Each begins with some creative quip or funny experience, but invariably they drop-off in quality at the part that I tie the opening paragraphs to the section that actually matters.
While it would be difficult to argue that my life has in any way significantly slowed since the pre-April 12th days (aka the days before my thesis was due), I am spending considerably less time undisturbed in a research cave. Lack of human interaction encourages use of other outlets to process life…like blogging. Hence the plethora of thesis-complaining posts and absence of anything since then.
But more importantly, I think there’s been less to record. Despite finishing school, moving, and settling into what will be my life for as long as the immediately foreseeable future holds, everything simply is, and I’ve been waiting for it.
I finished school sometime at the end of May, but my thesis eclipsed all other schoolwork in importance sometime in early October. After thesis, none of it mattered any more.
By the spring, I started experiencing some kind of mental whiplash for attempting to fully live in the worlds that were work and school, knowing that I couldn’t fully commit to either. I could remember everything on the church calendar for the next three weeks, but I’d consistently double-book my own schedule because school and work never merged in my head. I willfully chose to try to make the most of what was left of school, but my friends were as aware as I was that my heart wasn’t in it anymore.
I’ve been teased for my lack of sentimentality, which is probably fair. One of the last times I spoke with Prof. Elphick, I went to great lengths to assure him that I didn’t regret my Wesleyan education. Near-complete lack of resources for anything I really cared to study is unfortunate, but learning how to ceaselessly defend and protect myself has got to count for something.

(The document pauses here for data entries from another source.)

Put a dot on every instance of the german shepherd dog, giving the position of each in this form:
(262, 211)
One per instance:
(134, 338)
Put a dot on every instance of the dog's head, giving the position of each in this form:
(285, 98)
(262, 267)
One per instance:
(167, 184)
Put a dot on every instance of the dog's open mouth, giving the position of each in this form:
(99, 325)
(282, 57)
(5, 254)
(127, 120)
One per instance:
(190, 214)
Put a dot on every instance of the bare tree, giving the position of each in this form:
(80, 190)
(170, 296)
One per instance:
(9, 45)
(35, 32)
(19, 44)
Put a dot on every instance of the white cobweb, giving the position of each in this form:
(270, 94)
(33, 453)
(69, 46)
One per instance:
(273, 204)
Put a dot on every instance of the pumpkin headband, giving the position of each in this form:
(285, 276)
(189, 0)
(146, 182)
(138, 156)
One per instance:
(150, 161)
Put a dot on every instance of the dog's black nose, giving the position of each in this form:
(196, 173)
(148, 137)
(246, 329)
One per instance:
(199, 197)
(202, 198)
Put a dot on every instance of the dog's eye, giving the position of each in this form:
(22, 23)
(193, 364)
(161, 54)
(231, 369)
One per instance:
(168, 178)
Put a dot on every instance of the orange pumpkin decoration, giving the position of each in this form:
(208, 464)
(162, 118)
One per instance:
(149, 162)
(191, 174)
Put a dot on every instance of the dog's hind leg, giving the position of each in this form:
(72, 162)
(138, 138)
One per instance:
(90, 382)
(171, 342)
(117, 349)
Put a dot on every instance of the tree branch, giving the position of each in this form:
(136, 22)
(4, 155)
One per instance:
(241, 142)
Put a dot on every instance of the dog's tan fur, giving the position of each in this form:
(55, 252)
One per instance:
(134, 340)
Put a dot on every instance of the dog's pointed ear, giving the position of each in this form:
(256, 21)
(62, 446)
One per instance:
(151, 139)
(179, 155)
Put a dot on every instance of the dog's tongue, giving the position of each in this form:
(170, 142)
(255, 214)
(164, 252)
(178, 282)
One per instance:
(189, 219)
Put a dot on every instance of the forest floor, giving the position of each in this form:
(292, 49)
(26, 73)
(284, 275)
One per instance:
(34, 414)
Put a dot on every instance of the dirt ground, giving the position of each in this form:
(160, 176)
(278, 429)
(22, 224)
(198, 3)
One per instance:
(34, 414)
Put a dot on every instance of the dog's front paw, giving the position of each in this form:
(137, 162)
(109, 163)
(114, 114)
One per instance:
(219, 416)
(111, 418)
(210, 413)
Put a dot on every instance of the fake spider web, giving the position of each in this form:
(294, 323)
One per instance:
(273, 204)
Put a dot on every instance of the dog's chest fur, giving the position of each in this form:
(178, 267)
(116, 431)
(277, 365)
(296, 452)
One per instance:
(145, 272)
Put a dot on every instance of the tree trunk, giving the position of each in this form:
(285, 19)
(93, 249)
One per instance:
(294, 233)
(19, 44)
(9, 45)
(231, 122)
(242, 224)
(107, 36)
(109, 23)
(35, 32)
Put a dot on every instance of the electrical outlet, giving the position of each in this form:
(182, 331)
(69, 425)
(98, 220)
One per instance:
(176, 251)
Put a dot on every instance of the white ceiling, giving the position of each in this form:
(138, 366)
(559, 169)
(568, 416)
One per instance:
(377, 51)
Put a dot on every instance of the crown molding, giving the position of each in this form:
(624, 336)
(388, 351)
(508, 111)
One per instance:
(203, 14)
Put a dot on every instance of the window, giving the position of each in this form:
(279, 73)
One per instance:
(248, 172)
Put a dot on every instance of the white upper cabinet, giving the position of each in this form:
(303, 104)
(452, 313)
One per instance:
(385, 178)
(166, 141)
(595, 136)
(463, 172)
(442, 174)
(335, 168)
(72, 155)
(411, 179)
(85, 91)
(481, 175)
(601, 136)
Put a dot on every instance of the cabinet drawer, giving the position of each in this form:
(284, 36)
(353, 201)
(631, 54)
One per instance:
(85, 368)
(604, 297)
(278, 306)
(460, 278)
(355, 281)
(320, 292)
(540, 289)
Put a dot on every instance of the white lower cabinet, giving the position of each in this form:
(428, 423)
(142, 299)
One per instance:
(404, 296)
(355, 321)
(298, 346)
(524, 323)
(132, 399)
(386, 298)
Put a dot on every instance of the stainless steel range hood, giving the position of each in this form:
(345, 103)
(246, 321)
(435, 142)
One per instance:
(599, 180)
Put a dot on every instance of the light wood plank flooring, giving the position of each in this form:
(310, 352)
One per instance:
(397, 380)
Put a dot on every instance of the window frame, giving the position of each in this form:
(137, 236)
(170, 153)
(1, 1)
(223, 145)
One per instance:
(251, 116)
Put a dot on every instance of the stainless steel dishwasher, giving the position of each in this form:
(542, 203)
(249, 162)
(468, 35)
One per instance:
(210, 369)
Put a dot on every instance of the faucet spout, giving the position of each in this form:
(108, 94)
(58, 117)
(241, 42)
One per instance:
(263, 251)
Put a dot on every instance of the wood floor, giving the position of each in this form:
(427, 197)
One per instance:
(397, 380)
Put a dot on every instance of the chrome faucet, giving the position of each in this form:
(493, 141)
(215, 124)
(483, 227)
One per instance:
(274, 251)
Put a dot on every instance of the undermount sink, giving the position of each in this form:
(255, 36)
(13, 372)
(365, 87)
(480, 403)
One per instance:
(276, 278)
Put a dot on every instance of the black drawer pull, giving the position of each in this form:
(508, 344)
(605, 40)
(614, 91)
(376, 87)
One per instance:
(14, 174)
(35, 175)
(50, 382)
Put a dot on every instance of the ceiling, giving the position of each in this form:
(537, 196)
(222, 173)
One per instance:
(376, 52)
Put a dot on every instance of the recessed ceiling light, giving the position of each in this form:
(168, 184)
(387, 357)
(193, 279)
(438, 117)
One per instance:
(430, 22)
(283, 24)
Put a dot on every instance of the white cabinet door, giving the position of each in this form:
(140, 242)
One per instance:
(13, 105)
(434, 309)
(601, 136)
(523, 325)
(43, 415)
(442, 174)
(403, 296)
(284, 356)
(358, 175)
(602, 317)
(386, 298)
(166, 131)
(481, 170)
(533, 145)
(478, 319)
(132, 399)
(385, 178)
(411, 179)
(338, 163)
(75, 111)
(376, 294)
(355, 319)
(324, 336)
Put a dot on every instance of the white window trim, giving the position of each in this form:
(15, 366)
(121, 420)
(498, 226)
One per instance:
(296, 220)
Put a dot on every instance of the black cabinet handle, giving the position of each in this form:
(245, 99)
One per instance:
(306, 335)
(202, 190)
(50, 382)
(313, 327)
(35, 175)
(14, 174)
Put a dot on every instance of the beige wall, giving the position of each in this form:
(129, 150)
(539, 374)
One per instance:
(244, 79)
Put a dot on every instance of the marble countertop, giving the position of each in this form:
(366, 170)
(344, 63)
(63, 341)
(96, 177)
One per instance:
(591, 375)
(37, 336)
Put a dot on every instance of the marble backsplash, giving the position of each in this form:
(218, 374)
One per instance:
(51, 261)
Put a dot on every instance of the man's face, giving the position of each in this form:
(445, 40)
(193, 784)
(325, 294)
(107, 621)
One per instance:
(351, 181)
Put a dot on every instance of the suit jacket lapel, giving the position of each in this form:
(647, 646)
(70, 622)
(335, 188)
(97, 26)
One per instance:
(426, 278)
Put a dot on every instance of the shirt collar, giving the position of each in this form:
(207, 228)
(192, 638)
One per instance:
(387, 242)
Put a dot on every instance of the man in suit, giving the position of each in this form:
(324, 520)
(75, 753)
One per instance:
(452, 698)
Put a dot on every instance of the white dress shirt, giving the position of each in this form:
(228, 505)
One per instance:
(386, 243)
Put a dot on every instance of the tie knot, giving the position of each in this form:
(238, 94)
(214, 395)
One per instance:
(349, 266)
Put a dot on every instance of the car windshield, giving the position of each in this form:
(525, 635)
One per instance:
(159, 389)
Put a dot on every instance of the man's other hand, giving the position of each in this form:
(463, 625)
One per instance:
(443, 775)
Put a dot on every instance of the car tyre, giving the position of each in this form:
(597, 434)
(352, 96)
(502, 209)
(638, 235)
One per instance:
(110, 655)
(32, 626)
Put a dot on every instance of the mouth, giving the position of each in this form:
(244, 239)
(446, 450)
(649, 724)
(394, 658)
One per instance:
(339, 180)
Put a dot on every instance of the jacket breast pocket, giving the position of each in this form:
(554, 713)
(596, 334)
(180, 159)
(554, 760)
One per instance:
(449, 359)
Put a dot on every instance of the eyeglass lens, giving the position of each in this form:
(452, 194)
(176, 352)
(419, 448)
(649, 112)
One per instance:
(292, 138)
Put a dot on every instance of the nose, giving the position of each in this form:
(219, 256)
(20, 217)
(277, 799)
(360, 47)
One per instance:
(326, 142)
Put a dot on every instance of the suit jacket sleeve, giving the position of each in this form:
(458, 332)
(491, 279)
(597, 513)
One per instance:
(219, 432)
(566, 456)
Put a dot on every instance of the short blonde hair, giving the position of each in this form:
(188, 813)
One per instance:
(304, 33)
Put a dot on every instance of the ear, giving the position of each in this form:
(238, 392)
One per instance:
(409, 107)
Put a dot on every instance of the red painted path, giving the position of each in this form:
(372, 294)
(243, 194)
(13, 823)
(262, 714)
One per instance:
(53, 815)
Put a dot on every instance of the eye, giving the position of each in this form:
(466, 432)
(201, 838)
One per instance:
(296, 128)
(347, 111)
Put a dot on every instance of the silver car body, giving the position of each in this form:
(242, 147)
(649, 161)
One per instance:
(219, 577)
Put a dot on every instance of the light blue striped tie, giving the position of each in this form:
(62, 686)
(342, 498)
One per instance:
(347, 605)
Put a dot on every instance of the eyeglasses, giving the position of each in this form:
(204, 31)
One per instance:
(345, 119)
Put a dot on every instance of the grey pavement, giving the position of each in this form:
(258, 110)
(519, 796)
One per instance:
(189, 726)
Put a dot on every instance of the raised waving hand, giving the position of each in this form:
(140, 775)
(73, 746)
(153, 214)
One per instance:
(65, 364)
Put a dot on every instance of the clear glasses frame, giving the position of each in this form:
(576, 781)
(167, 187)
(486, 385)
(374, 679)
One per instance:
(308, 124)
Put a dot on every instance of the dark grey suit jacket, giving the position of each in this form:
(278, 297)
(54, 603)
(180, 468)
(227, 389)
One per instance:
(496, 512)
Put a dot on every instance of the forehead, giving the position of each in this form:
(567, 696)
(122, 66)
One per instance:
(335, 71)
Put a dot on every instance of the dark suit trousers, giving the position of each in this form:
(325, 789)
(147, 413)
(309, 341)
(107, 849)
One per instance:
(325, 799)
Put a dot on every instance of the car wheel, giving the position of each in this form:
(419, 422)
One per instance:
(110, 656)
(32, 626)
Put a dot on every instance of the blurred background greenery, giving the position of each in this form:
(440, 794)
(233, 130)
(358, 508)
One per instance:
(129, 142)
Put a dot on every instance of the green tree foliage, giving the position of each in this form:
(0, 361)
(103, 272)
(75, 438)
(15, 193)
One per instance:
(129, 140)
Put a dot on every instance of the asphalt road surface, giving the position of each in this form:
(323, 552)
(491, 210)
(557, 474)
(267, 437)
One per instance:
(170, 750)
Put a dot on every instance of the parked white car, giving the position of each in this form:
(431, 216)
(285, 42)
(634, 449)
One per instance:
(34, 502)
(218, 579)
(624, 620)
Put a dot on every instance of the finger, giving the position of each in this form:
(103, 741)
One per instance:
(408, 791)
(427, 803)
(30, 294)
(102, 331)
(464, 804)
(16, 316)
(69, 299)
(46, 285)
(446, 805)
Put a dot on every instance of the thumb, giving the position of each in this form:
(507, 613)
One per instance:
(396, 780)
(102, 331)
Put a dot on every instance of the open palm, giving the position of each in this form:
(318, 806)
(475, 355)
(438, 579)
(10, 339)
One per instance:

But the truth is, I love a challenge. Sometimes, I love a challenge so much, I bypass the transitions, because what’s next or could be is always more exciting.
This doesn’t deny the importance of the present. In fact, it elevates the importance of the present, because it articulates dreams that are still too splotchy to yet fully-explain as challenges instead of directionless aspiration. It frames the present in the realistic context of what could be.
Some of what I’m working toward are very old dreams, some are clearer than they once were, and some I finally just know how to pursue; and while I’m still drawing the plans, there’s no doubt that it’s a beautiful place to be.